Well, that sucks! VS has two sine implementations that give different results for the same inputs; and there is basically no control over which one to use. What I have observed is that debug builds simply don't use the vector implementation at all. Also note that this is not an X87 vs SSE2 problem as the application is 64-bit. The difference between DEBUG and RELEASE builds is shown below:

[TRIGO] Test 1000000 values in domain
  MIN=-3.14159
  MAX=0
[CHECK] IMPL=sin (math.h REL)   [Err=317248/1000000 MaxUlp=2 SumUlp=319132 MaxEps=2.2204460492503131e-16]
[CHECK] IMPL=sin (math.h DBG)   [Err= 33544/1000000 MaxUlp=1 SumUlp= 33544 MaxEps=1.1102230246251565e-16]

[TRIGO] Test 1000000 values in domain
  MIN=0
  MAX=3.14159
[CHECK] IMPL=sin (math.h REL)   [Err=317091/1000000 MaxUlp=2 SumUlp=318853 MaxEps=2.2204460492503131e-16]
[CHECK] IMPL=sin (math.h DBG)   [Err= 33329/1000000 MaxUlp=1 SumUlp= 33329 MaxEps=1.1102230246251565e-16]

[TRIGO] Test 1000000 values in domain
  MIN=-100
  MAX=0
[CHECK] IMPL=sin (math.h REL)   [Err=348528/1000000 MaxUlp=2 SumUlp=351145 MaxEps=2.2204460492503131e-16]
[CHECK] IMPL=sin (math.h DBG)   [Err= 34408/1000000 MaxUlp=1 SumUlp= 34408 MaxEps=1.1102230246251565e-16]

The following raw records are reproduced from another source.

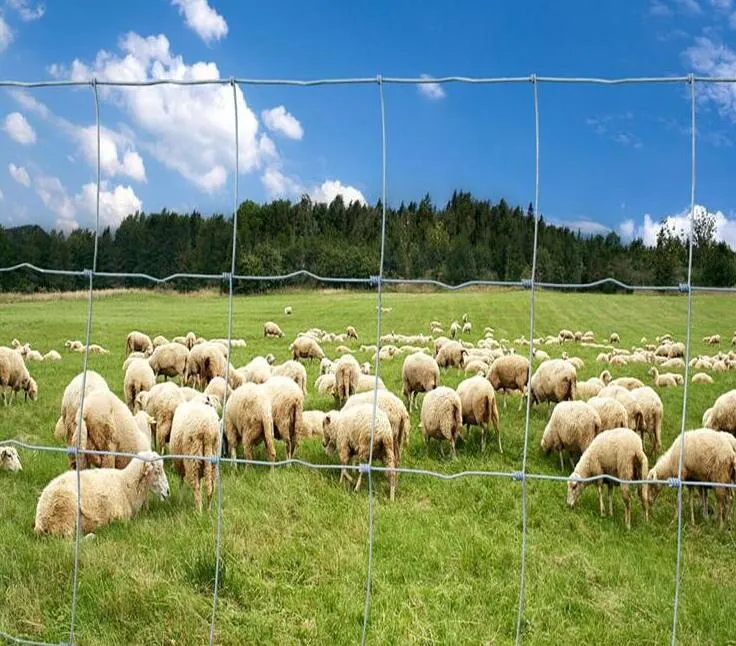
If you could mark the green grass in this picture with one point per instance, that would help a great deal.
(446, 557)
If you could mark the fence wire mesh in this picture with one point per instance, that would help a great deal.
(522, 476)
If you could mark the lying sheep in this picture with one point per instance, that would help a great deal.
(442, 416)
(618, 453)
(195, 431)
(348, 432)
(572, 427)
(105, 495)
(479, 408)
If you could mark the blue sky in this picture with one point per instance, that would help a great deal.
(612, 158)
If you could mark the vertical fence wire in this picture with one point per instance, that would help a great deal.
(522, 568)
(379, 318)
(218, 464)
(88, 334)
(678, 562)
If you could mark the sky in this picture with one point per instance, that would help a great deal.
(611, 158)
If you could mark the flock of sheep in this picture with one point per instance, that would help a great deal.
(599, 423)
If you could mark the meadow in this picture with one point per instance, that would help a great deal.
(294, 542)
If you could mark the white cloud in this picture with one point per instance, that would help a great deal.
(202, 19)
(6, 34)
(27, 12)
(431, 90)
(189, 129)
(19, 174)
(18, 129)
(279, 120)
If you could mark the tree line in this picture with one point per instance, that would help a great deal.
(465, 239)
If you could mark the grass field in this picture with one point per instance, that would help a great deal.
(446, 557)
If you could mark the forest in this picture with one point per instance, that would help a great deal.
(465, 239)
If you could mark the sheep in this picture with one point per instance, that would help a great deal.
(611, 411)
(9, 459)
(105, 495)
(14, 376)
(293, 370)
(618, 453)
(665, 380)
(347, 374)
(510, 372)
(701, 378)
(195, 431)
(708, 456)
(138, 377)
(451, 354)
(138, 341)
(272, 329)
(419, 374)
(169, 360)
(478, 400)
(442, 415)
(304, 347)
(553, 381)
(396, 412)
(248, 420)
(348, 432)
(572, 427)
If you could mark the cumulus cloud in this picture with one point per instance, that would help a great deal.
(202, 19)
(431, 90)
(19, 174)
(188, 129)
(18, 129)
(279, 120)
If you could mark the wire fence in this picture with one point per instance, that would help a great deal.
(377, 281)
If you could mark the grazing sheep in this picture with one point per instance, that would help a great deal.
(138, 342)
(419, 374)
(708, 457)
(138, 377)
(195, 431)
(442, 415)
(479, 407)
(14, 376)
(618, 453)
(571, 427)
(348, 432)
(9, 459)
(105, 495)
(510, 372)
(272, 329)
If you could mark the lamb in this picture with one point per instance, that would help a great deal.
(419, 374)
(347, 374)
(708, 457)
(618, 453)
(106, 495)
(611, 411)
(138, 342)
(553, 381)
(479, 407)
(305, 347)
(9, 459)
(572, 427)
(510, 372)
(442, 416)
(396, 412)
(195, 431)
(169, 360)
(14, 376)
(272, 329)
(138, 377)
(349, 433)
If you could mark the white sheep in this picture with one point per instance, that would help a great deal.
(105, 495)
(619, 453)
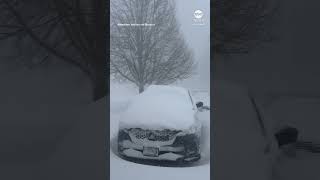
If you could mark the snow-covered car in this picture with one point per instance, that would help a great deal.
(161, 124)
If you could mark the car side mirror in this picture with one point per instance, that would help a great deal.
(199, 104)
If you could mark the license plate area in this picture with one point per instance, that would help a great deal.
(151, 151)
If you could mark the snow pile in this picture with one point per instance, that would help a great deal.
(160, 107)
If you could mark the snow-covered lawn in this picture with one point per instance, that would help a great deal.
(123, 170)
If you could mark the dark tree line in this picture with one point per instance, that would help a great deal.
(240, 25)
(73, 31)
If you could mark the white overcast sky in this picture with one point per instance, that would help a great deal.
(198, 39)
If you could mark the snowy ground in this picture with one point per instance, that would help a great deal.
(123, 170)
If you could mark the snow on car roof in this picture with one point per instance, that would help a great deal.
(160, 107)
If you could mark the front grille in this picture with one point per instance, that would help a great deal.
(154, 135)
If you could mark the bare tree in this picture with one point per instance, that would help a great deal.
(146, 44)
(42, 31)
(240, 25)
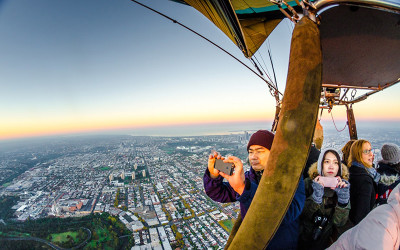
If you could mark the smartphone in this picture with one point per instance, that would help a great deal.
(226, 168)
(329, 181)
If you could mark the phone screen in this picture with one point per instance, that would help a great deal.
(329, 181)
(226, 168)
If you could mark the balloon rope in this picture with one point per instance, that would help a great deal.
(335, 124)
(216, 45)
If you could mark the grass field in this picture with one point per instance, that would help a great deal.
(103, 237)
(62, 237)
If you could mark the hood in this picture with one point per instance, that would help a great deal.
(313, 171)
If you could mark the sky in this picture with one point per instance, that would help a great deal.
(98, 65)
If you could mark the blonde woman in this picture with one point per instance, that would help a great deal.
(363, 180)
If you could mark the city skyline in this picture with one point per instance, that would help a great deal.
(96, 66)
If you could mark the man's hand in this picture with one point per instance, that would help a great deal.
(214, 173)
(236, 180)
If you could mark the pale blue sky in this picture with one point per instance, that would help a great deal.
(74, 65)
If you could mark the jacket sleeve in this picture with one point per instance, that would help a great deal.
(362, 198)
(218, 190)
(310, 206)
(247, 196)
(341, 215)
(297, 205)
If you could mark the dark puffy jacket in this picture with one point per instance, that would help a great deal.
(389, 179)
(287, 234)
(362, 193)
(329, 208)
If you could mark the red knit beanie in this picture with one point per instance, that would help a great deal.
(261, 137)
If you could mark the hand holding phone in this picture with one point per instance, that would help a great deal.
(226, 168)
(331, 182)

[TRIGO] Test 1000000 values in domain
  MIN=0
  MAX=100
[CHECK] IMPL=sin (math.h REL)   [Err=348356/1000000 MaxUlp=2 SumUlp=350857 MaxEps=2.2204460492503131e-16]
[CHECK] IMPL=sin (math.h DBG)   [Err= 34528/1000000 MaxUlp=1 SumUlp= 34528 MaxEps=1.1102230246251565e-16]

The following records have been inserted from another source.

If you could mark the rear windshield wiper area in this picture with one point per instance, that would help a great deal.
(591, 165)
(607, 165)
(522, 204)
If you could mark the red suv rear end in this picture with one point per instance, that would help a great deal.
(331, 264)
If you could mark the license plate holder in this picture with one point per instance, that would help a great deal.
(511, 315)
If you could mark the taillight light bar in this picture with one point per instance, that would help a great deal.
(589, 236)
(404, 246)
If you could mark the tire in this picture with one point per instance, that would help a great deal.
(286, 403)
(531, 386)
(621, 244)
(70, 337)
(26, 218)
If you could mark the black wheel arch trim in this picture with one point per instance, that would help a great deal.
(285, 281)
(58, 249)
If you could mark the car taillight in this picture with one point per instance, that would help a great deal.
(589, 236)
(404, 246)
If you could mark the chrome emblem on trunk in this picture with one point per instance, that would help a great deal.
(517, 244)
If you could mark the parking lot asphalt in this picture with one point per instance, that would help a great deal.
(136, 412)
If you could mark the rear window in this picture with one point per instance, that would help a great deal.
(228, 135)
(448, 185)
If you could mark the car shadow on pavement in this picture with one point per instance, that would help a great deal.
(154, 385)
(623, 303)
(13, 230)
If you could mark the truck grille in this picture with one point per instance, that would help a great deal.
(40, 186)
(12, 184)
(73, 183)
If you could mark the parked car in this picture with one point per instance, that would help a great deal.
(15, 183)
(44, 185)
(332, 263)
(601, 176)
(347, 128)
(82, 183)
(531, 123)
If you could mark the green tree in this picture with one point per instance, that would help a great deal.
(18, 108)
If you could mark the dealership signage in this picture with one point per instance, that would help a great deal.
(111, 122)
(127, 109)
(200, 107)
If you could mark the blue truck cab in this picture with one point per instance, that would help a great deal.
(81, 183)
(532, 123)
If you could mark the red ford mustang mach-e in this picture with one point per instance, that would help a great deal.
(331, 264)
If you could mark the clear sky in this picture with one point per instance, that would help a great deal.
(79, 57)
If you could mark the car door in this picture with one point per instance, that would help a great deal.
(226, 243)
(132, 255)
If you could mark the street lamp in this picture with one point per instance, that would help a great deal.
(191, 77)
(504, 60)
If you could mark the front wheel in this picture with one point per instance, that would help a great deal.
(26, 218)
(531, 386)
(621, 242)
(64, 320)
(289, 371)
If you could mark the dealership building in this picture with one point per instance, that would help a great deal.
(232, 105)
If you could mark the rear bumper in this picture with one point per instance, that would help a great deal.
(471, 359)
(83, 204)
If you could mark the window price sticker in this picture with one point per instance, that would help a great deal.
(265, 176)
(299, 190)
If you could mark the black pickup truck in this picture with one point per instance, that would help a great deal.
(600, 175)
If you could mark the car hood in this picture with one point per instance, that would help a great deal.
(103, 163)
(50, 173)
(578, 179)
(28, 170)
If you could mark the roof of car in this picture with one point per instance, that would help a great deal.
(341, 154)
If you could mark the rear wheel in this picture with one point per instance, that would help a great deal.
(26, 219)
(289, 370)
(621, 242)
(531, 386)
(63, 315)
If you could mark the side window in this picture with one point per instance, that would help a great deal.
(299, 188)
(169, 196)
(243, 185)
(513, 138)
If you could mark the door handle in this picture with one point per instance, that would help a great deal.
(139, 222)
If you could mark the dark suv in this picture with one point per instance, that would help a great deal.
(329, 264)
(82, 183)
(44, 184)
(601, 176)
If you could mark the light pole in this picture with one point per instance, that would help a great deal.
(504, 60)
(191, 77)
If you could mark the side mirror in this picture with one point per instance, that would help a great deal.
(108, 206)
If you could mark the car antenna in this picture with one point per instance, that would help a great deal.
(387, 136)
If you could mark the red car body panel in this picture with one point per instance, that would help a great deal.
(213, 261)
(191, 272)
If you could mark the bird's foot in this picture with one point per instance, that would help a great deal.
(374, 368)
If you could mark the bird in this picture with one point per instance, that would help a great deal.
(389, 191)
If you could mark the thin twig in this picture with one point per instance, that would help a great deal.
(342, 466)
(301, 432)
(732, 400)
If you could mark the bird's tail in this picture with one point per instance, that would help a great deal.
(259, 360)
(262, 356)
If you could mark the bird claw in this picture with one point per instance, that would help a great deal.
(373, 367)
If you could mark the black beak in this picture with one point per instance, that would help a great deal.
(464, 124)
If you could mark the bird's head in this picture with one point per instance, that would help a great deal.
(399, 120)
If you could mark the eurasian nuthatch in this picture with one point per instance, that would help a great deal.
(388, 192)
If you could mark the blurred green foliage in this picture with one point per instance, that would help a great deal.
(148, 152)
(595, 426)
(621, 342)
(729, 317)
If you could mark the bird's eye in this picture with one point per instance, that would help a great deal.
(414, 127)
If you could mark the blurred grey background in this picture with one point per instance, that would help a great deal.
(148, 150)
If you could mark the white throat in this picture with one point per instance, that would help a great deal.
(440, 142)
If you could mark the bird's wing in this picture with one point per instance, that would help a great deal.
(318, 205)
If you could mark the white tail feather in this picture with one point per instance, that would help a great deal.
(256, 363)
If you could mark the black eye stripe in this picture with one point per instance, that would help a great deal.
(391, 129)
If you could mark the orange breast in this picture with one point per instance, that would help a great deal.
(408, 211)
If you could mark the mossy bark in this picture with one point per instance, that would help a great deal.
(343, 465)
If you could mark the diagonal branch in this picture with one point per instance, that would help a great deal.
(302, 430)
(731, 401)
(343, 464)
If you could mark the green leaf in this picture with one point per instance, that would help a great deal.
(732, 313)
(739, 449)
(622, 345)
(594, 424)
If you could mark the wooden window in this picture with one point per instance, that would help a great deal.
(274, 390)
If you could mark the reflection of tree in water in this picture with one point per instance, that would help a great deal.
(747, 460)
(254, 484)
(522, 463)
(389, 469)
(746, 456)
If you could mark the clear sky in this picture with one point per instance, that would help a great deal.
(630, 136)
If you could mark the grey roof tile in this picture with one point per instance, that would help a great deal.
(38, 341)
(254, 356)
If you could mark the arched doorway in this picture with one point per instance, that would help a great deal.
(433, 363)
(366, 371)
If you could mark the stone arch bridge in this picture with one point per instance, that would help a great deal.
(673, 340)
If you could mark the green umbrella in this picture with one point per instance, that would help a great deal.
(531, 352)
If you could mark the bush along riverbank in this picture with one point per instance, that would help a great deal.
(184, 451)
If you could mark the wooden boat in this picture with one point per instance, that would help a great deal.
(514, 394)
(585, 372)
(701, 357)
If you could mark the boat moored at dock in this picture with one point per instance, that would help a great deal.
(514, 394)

[TRIGO] Test 1000000 values in domain
  MIN=100
  MAX=10000
[CHECK] IMPL=sin (math.h REL)   [Err=351311/1000000 MaxUlp=2 SumUlp=354196 MaxEps=2.2204460492503131e-16]
[CHECK] IMPL=sin (math.h DBG)   [Err= 33902/1000000 MaxUlp=1 SumUlp= 33902 MaxEps=1.1102230246251565e-16]

Robustness

What we have seen so far were tests for inputs that weren't greater than 1e4. That was on purpose, because these are safe inputs that are easily reduced to 0..PI range. Basically the range reduction process is the most complicated part of a robust sine implementation. PI is an irrational number, which makes it tricky to range-reduce some other number to 0..PI. Check out fdlibm's e_rem_pio2.c and k_rem_pio2.c to see how the range reduction actually works. The same approach can be found in V8 engine in their fdlibm.cc, and so on. Basically everybody uses the code written by Sun more than 20 years ago. So, what happens if we try to pass huge numbers to the sine implementations provided in this post?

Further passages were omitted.